Seconda sezione 24 aprile 2019, n. 17535/2019 ricorrente: c. confisca.

Confisca per equivalente- Reati tributari- Importo delle sanzioni-  Esclusione.

In tema di reati tributari, il valore assoggettabile alla confisca per equivalente è costituito dal risparmio economico derivante dalla sottrazione degli importi evasi alla loro destinazione fiscale, che costituisce profitto del reato di omesso versamento dell’IVA di cui all’art. 10-ter d.lgs. n. 74 del 2000, e non può avere ad oggetto le sanzioni dovute a seguito dell’accertamento del debito. In altri termini, nei reati dichiarativi, connotati dall’evasione di imposta, o nei reati di omesso versamento, la sanzione tributaria rientra nel concetto non di “profitto”, ma di “costo” del reato, che trova origine nella commissione dello stesso e, di conseguenza, la commisurazione della confisca anche sull’importo della sanzione tributaria deve ritenersi illegittima dovendo il profitto essere individuato nella sola imposta evasa: il solo risparmio che ottiene il contribuente infedele.

La pronunzia si pone nel solco dell’indirizzo consolidato: cfr. Sezione Terza, n. 28047/17, CED 270429. Solo apparente è il contrasto con Sezioni Unite, n. 18374/13, CED 255036 secondo cui il profitto confiscabile può anche consistere nel mancato pagamento delle sanzioni dovute a seguito dell’accertamento del debito tributario.
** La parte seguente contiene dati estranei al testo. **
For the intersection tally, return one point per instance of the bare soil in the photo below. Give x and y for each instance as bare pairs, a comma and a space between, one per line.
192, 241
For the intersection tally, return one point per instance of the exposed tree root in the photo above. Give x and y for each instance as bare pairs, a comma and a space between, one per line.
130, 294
Tale principio è stato infatti affermato in relazione alla peculiare figura delittuosa di cui all’art. 11 del d.lgs. n. 74 del 2000- sottrazione fraudolenta al pagamento delle imposte- rispetto a cui, una volta maturati interessi e sanzioni, l’attività distrattiva dei beni, finalizzata a rendere infruttuosa la procedura di riscossione, comporta un “risparmio di spesa” che concerne anche tutti gli accessori esigibili dal fisco.